Ne kadar istense ve ne kadar çaba harcansa da ‘uyanışın’ zevahirinin ortadan kalkacağını düşünmek cahilliktir. Çünkü bazılarının içinde ‘uyanışın’ kökleri derinlere ulaşmaktadır ve bu kişiler, koşullar elverdiğinde bunu sulamaya ve çimlendirmeye çalışıyorlar. Burada, aşırılığa ya da bu tür katılığa yatırım yapan tarafların olduğunu belirtmemiz gerekir. Bu kişiler çeşitli yollarla hoşgörü projesini baltalamak ve sahneyi ılımlılıktan önceki ‘siyah karesine’ döndürmeye çalışmakla ilgileniyorlar. Bu kişilerin kullandıkları yollardan biri şu sözleridir: “Bizi uyanışla rahatsız ettiniz!”

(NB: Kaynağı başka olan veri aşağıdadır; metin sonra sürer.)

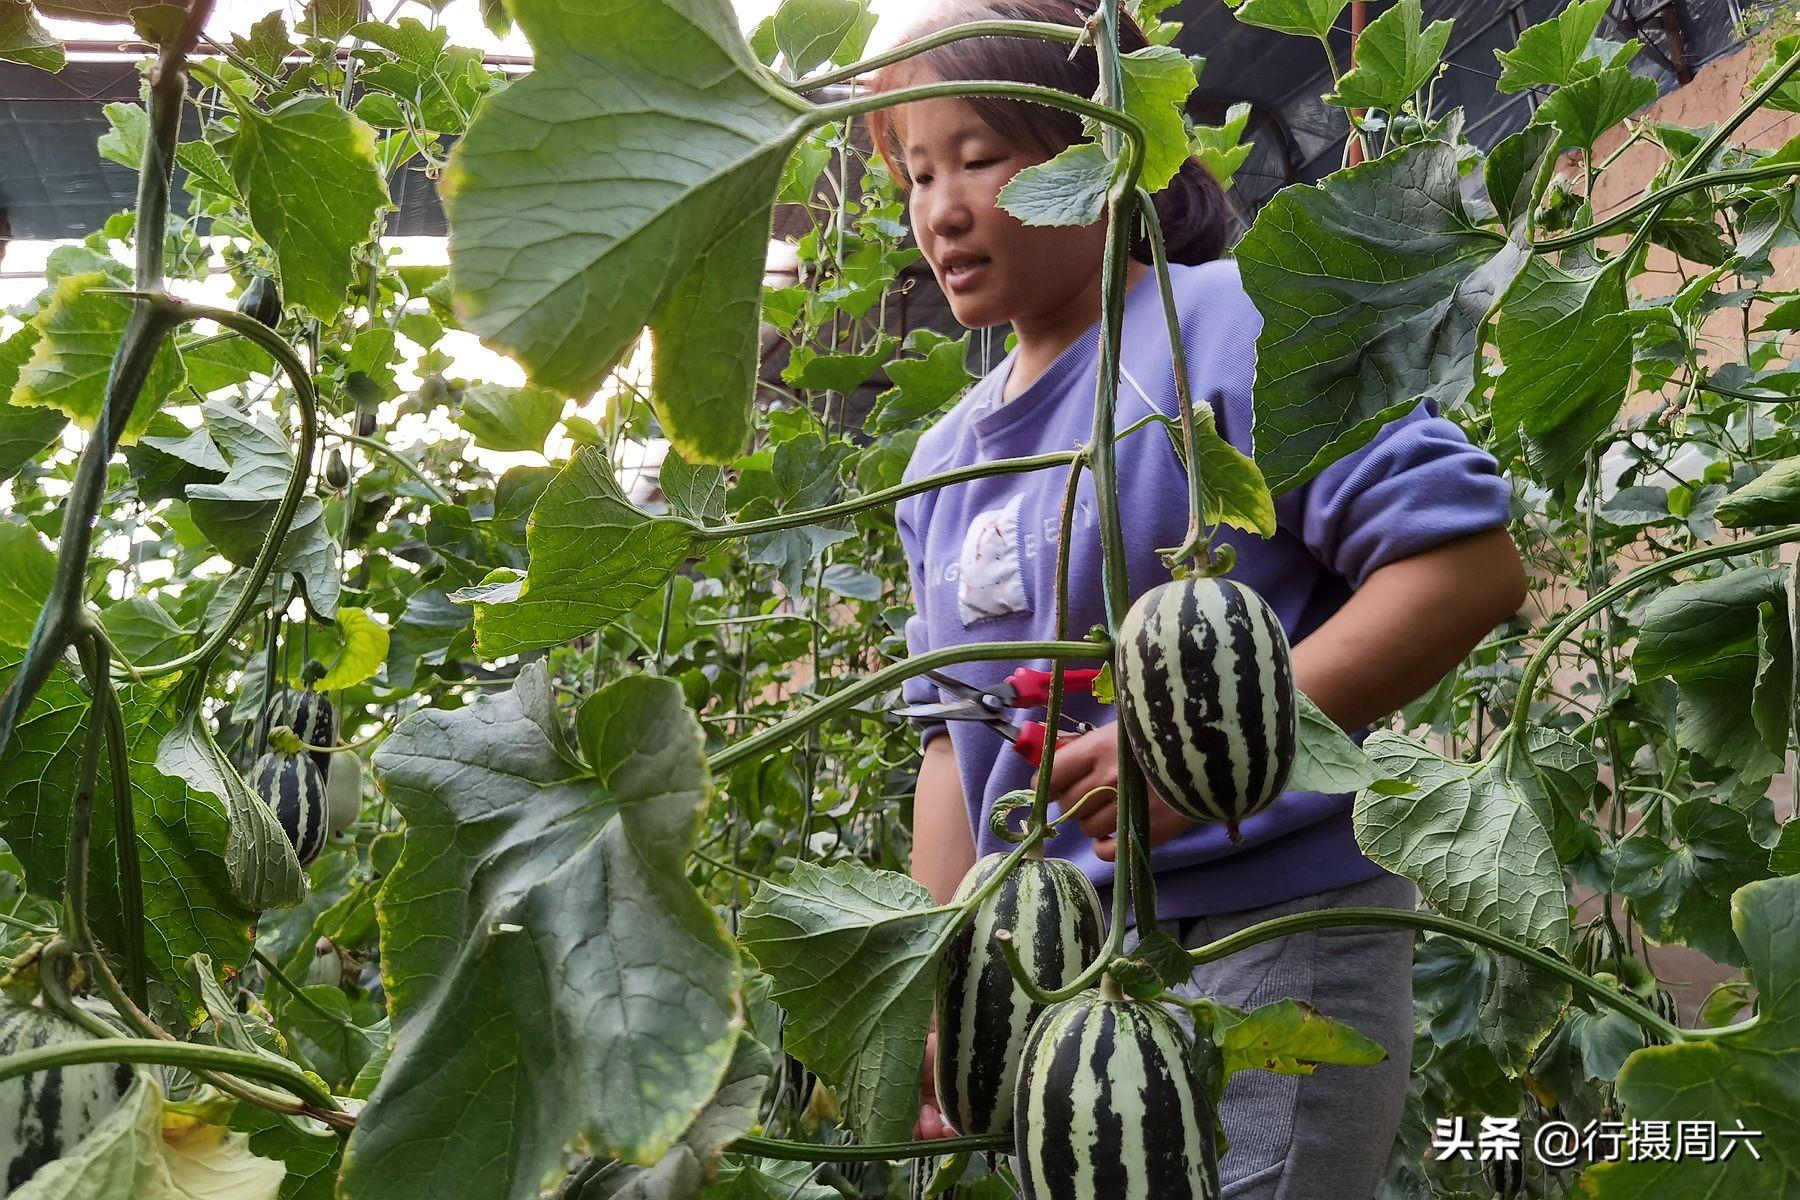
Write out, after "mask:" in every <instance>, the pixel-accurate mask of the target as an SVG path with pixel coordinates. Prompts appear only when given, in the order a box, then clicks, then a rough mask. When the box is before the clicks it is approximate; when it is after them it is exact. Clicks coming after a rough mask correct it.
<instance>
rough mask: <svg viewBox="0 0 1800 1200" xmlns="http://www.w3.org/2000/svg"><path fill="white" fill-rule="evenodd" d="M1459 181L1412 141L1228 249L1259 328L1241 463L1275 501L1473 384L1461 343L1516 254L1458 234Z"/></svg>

Suudi Arabistan’ın büyük ulusal projesi Vizyon 2030’un lideri ve fikir babası Veliaht Prens Muhammed bin Selman, aşırılık yanlılarını ‘bugün ve derhal’ ezme ve aşırılığın kaynaklarını kurutmak ve köklerine kibrit suyu dökmek için en güçlü şekilde mücadele etme sözünü verdiğinden beri, bu söz, uzun ve ne zaman biteceği kestirilemeyen bir savaşın sadece başlangıcıdır. Yaklaşık 35 yıl süren ‘uyanış’ projesinin, sloganlarının düşmesi ve takipçilerinin afişe edilmesiyle tamamen sona erdiğini söyleyemeyiz. Çünkü bunu her kabul ettiğimizde, tekrar topluma nüfuz etme çabasıyla fikirlerini binlerce şekil ve biçimde yaymak için yeniden gün yüzüne çıkanların olduğunu göreceğiz. Bu yüzden, sadece bir ‘kestirme dönemi’ olan uyanış döneminin tüm karanlık geçmişini hatırlatma, kötülüklerine dikkat çekme ve takipçilerinin ve önde gelen isimlerinin farklı yollardan topluma nüfuz etme ve her yıkılıştan sonra yeniden inşa etme güçleri olduğuna dair sürekli uyarıda bulunma görevini üstlenmeliyiz. Ne kadar ilerleme kaydedip bilinçlenmiş olsak da ‘uyanışı’ küçümsememeliyiz ve varlığını azımsamamalıyız. Çünkü aşırılığın elçileri her zaman varlıklarını koruyabilirler.